Repentinamente, ele ficou paralisado e seu corpo arrepiava, sentindo que algo estava tentando segurá-lo.

Era um aperto em todo seu corpo, somente permitindo-o mexer os olhos, e percebeu que não era o único. Os outros jovens guerreiros também travaram em seus lugares como se uma força maior os prendesse.

O homem levantou-se lentamente e, quando já estava de pé, começou a correr para o outro lado da mata, tentando escapar por fora da estrada principal.

O grupo não ficou preso por muito tempo, mas estavam impossibilitados de alcançá-lo. Denis viu Marlon passar por ele correndo desesperado e dar um salto com os braços esticados, pegando a harpia que caiu dura no chão, também vítima do estranho baque que os atingiu.
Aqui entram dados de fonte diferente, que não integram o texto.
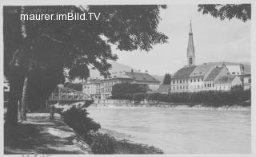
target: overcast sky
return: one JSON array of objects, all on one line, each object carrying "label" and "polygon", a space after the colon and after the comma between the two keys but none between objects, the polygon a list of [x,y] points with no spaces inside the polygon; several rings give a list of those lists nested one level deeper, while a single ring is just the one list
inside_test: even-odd
[{"label": "overcast sky", "polygon": [[173,73],[186,65],[190,20],[195,48],[196,64],[213,61],[250,61],[250,22],[221,21],[198,12],[195,5],[168,6],[161,11],[158,30],[169,42],[157,45],[146,53],[113,49],[118,62],[150,74]]}]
Antes que o perdesse de vista, o defensor viu uma grande barreira circular iluminada aparecer na frente do homem, que correu sem medo ao encontro dela, facilmente passando pela proteção.

— Esse maldito pode atravessar tudo?! — A voz de Oliver podia ser ouvida ao longe, berrando.

Lucien chegou logo em seguida, atendendo Marlon que estava caído com a harpia em seus braços. Marjorie também apareceu e foi atender os demais guerreiros com ajuda de Aika.

— O que aconteceu? — perguntou aplicando uma leve brisa gelada no corte de Denis.

— Não conseguimos nos mexer, eu sei lá o que houve.

— Cadê a vítima?

— Teoricamente, era aquele cara que saiu correndo.

As curandeiras se entreolharam, confusas.

— Vamos relatar tudo para o Conselho imediatamente. O festival não parou, então podemos fazer isso antes que chegue aos ouvidos do público.